I was experimenting with sanitizing user input, read to a character array with fgets. Specifically, I was trying to have a for loop remove (skip) certain input. Here is the code:
for (n = strlen(input) - 1; n >= 0; n--) { if (input[n] >= 0x30 && input[n] <= 0x39 || input[n] == ' ' || input[n] == '\t') { input[n] = 0x18; } }
While the program does behave as I want it to, I don’t understand why it seemlingy by default understands that the various hex codes refer to the character encoding as per the ASCII table. I cated my tablet’s filesystem encoding at /sys/fs/f2fs/dm-44/encoding, which yielded UTF-8. If I understand it correctly, the first 128 code points of Unicode are the same as ASCII’s. But according to this article on Wikipedia, there are no hexadecimal references in Unicode, only octal and decimal.

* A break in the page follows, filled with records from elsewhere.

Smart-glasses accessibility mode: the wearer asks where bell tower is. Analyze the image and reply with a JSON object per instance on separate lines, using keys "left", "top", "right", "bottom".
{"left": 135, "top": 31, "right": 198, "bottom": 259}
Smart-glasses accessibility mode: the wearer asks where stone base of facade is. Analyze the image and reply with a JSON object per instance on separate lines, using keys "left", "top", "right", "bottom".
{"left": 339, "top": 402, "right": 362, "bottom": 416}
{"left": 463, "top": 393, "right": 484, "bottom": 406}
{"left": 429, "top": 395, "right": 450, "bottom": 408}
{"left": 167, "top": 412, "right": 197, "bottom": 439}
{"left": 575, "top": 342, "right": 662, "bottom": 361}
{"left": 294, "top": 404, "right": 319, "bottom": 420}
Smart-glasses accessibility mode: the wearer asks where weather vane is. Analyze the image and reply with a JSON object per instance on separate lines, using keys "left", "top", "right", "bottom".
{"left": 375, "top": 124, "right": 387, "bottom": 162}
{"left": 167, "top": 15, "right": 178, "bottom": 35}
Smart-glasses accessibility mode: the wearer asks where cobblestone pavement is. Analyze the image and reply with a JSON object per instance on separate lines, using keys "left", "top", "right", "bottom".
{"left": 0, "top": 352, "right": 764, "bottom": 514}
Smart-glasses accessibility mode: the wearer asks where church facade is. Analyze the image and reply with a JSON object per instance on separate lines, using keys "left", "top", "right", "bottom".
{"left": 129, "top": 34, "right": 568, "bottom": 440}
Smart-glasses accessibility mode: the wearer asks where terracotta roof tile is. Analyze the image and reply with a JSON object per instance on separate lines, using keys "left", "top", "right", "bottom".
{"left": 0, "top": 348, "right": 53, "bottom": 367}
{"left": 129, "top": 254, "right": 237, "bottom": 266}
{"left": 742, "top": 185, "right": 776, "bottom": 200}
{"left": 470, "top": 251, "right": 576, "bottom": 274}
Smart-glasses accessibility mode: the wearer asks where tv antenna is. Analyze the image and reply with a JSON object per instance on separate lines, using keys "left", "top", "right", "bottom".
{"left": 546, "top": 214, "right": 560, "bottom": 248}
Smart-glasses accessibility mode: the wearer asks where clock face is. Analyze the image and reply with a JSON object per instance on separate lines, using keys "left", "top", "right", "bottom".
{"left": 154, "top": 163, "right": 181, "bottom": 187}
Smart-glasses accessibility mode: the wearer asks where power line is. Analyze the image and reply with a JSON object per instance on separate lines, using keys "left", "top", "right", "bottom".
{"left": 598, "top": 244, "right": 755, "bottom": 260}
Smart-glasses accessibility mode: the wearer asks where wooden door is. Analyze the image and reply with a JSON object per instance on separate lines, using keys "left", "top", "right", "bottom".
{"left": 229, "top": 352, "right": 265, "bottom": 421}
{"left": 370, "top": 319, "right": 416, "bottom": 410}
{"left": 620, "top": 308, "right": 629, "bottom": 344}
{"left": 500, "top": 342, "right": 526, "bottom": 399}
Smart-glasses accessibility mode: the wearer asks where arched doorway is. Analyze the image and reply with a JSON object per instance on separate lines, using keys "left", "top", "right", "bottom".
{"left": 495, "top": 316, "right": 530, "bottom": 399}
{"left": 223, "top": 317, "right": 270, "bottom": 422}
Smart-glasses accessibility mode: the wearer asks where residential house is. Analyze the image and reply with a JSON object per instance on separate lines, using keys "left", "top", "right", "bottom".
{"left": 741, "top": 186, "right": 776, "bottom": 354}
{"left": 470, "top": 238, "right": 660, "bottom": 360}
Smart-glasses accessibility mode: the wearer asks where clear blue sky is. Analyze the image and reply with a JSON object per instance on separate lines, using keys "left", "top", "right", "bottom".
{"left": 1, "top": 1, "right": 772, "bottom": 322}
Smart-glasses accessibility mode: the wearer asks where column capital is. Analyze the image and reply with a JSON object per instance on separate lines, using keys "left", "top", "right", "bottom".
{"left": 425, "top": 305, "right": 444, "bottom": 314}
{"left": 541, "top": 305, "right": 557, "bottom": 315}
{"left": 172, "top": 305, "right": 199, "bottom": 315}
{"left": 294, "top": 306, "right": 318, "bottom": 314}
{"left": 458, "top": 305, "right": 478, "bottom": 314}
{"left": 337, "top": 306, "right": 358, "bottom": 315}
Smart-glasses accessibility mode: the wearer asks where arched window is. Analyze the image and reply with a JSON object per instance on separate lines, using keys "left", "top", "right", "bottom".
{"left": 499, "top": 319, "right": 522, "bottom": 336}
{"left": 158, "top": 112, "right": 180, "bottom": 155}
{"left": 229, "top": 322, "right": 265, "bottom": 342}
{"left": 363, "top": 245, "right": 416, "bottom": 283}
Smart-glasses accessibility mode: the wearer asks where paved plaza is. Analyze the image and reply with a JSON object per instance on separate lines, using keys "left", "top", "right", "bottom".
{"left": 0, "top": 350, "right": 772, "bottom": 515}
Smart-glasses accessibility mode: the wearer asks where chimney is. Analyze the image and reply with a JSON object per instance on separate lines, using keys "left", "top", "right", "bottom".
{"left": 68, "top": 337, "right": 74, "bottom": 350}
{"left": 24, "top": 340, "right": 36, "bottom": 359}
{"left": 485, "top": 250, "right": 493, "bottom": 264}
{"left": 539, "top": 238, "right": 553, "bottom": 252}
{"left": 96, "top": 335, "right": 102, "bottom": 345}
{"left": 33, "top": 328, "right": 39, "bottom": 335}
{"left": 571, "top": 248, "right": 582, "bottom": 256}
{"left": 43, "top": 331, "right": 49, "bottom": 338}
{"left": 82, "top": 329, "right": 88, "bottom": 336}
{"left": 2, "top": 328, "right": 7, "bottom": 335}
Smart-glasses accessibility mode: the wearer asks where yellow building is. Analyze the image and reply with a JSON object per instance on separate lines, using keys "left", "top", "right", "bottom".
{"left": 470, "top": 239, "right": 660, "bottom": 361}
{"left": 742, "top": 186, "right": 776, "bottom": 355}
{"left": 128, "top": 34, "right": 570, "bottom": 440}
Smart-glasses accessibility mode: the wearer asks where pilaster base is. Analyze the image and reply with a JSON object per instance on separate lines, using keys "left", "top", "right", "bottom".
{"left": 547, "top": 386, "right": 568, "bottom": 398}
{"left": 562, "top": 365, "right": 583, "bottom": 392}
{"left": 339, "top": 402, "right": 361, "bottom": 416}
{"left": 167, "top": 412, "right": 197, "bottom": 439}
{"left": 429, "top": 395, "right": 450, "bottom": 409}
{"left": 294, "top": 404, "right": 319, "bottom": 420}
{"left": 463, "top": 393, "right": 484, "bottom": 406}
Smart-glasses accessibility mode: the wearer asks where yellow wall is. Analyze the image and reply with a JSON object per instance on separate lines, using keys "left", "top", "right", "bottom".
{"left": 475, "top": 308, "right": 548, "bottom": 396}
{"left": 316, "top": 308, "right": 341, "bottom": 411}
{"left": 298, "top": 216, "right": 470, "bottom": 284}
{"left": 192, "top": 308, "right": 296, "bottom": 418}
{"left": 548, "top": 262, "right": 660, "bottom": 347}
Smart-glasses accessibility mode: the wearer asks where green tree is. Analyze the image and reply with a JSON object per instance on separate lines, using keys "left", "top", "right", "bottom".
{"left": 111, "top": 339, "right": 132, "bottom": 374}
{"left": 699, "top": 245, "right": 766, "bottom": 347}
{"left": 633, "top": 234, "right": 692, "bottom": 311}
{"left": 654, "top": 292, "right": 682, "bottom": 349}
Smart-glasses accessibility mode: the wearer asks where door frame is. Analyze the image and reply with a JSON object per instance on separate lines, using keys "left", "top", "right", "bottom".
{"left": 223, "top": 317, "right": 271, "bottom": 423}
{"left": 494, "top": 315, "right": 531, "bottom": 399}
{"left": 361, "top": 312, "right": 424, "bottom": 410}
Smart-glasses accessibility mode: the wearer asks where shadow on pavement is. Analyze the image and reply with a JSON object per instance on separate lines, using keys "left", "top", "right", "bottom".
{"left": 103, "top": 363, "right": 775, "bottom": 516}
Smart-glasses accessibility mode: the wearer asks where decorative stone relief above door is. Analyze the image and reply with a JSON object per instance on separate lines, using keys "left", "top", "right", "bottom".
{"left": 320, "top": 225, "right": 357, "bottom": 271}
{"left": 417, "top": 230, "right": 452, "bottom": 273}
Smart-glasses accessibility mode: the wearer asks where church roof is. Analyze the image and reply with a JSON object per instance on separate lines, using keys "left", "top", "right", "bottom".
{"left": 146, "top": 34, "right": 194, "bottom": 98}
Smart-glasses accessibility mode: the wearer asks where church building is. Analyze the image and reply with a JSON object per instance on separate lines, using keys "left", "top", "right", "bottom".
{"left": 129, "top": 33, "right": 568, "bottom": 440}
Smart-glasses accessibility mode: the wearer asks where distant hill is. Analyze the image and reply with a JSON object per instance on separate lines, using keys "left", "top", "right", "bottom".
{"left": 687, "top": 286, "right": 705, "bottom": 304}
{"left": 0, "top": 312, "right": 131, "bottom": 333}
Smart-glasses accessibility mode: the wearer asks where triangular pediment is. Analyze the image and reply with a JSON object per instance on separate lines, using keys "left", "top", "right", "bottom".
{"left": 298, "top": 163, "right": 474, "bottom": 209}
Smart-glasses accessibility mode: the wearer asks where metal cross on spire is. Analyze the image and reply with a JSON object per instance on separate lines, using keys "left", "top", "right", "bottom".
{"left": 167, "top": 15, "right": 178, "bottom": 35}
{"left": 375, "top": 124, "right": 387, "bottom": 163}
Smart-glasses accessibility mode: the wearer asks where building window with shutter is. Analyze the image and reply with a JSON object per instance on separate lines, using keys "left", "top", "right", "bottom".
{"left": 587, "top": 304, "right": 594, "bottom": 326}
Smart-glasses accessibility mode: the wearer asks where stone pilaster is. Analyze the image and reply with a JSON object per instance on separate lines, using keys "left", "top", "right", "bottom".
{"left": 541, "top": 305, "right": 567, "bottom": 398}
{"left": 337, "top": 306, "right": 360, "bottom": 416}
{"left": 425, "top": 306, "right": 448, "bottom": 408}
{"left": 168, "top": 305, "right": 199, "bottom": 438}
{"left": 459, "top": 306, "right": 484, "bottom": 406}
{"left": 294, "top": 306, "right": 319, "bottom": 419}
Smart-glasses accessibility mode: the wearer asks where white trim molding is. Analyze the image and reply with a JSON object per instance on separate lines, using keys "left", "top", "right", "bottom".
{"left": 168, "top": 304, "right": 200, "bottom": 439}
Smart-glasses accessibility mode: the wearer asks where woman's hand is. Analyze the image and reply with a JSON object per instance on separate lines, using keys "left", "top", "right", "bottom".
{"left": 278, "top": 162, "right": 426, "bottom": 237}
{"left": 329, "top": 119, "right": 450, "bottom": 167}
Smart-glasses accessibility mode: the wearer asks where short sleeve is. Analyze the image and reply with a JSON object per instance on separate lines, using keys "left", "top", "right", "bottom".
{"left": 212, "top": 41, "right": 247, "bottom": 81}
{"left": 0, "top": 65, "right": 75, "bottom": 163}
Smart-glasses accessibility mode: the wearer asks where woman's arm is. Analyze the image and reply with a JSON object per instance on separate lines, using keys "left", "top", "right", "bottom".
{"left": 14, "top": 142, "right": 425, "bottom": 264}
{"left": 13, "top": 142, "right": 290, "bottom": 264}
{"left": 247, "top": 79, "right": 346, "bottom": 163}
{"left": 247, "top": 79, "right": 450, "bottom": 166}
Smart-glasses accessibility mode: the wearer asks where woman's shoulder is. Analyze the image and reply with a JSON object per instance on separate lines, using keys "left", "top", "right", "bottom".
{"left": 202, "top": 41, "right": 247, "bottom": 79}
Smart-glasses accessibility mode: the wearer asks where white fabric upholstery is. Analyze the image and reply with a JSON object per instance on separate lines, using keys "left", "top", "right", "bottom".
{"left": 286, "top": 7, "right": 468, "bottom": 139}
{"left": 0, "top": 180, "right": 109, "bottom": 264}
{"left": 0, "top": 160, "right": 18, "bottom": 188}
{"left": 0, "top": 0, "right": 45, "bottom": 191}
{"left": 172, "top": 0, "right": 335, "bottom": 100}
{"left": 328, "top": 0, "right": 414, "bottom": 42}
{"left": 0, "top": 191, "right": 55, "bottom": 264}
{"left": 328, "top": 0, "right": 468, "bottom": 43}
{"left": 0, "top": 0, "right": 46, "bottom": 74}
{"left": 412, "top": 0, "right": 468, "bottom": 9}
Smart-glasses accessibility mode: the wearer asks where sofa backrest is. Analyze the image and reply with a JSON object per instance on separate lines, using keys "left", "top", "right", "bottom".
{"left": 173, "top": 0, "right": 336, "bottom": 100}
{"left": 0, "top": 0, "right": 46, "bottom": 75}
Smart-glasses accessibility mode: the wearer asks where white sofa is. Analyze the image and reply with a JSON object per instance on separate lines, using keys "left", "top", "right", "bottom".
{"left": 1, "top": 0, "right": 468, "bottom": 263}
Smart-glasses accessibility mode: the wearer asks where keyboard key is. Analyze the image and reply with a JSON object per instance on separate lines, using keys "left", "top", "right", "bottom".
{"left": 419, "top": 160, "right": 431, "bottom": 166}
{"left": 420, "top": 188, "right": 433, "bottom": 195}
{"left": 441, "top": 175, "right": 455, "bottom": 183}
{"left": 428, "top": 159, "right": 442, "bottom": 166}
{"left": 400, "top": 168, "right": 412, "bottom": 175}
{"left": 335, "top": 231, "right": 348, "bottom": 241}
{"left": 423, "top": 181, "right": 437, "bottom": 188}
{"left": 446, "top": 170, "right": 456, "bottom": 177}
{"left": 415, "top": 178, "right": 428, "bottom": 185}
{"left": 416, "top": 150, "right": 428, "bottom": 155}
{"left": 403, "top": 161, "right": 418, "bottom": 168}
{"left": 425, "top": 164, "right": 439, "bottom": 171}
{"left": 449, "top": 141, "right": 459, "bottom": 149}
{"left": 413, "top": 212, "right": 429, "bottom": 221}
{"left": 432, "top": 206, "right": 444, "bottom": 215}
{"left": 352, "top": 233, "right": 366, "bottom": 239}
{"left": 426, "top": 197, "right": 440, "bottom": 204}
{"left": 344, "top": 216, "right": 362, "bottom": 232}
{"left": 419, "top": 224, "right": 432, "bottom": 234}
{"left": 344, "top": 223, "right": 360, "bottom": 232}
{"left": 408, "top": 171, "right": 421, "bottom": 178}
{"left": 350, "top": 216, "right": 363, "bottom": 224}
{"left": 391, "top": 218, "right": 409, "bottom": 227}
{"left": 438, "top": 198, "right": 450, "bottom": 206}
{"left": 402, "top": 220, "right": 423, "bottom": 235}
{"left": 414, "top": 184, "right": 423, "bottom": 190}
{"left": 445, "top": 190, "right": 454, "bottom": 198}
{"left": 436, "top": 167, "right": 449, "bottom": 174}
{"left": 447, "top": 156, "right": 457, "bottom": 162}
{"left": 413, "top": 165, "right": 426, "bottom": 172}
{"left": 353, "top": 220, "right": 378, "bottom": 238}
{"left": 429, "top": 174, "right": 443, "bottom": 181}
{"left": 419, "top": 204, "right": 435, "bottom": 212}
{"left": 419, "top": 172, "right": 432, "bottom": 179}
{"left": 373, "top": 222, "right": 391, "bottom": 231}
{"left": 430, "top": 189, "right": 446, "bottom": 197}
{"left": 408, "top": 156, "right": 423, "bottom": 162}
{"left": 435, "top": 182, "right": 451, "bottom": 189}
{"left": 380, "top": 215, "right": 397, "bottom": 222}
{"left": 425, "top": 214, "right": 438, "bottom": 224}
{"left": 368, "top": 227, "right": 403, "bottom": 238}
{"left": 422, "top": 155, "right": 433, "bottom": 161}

If the underlying filesystem uses UTF-8, and Unicode code points are not referred to by hex, how then does my compiler (Clang) understand what ASCII code points I’m referring to?
Is there some conversion going on under the hood that I am not aware of? I did find a libxml2/libxml/encoding.h, which contains comments about some conversion to and from UTF-8. Is this it? I can’t make head or tails of it because of my limited C knowledge…
You are inspecting a byte, which contains 0x39. That it corresponds to “9” doesn’t matter at all to the compiler at all. If you were on a system that didn’t match “9” <=> 0x39 it would still replace those byte values.
Thanks! I’ll have to noodle this around a bit because it’s hard for me to understand. xD
I dunno if this helps, but this screenshot shows the memory view of a program with a string. The hex representation in the middle is what is actually stored in memory. Each pair is one byte/char, and that is what your
input[n] <= 0x39is comparing against.